В общем, подогнал я к той кафешке грузовик, и, когда паренек выходить стал, толкнул его под колеса, несильно, но результативно. В конце концов, моя кукла, что хочу, то и делаю. И он умер. Но напоследок я его слегка попридержал, ненадолго, всего на секунду-другую. Там только голова его из-под грузовика и торчала, остального видно не было, и хорошо, что так, потому как — всмятку. А мне кроме головы-то ничего и не требовалось. Наклонился я над его удивленными глазами и говорю:
— Теперь ты меня видишь?
— Вижу, — говорит.
— Ну вот, — говорю. — А ты спорил. А теперь вокруг посмотри: что там с декорациями происходит?
Он глаза скосил.
— Вижу, — говорит, — все вокруг распадается. И улица, и кафе, и грузовик, и небо… Прямо как чернота наползает.
— Ну, — говорю. — Я ж тебе все это объяснял, а ты не слушал. Почему, спрашивается?
А он мне, дурак, отвечает:
— Хорошо.
— Что, — спрашиваю, — хорошо?
А сам чуть не плачу, потому что все-таки жалко — и его, и декорации.
— Хорошо, — говорит, — что хоть ты остаешься. Все распадается, а ты…
И умер. Из-под грузовика возврата нету, даже когда он декоративный. Что тут скажешь? Сплошное расстройство.
Как бы это так исхитриться, чтобы и куклу сделать, и нервы поберечь? Чтобы радовала глаза и веселила сердце? Тут непременно нужно что-то близкое к совершенству, ни больше, ни меньше. Да, что-то такое, что я полюблю. Собственно, я ее уже люблю, даже еще и не сделав. Но с чего бы начать?

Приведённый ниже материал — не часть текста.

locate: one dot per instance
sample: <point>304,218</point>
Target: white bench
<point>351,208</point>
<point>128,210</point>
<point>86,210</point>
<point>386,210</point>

Можно, к примеру, начать с улыбки… Улыбка, это, в общем, беспроигрышно. Она улыбается так, что весь остальной мир — то есть, мой стол, и верстак, и темнота за окном, и все прочие стройматериалы — тут же принимается смущенно крякать, вне себя от собственной неуклюжести. Можно еще добавить профиль, тонкий, точеный, с пружинным вылетом ресниц над крутой линией скулы, и щемящую паутинку пряди над беспомощным виском, и колеблющийся отсвет свечи на матовой щеке. Да, это уже немало. В какой-то момент даже может показаться, что этого вполне хватает, но тут она поднимает голову и, тряхнув копной волос, обрушивает их тяжелую медную лавину на застывшие в восхищении склоны моего сердца.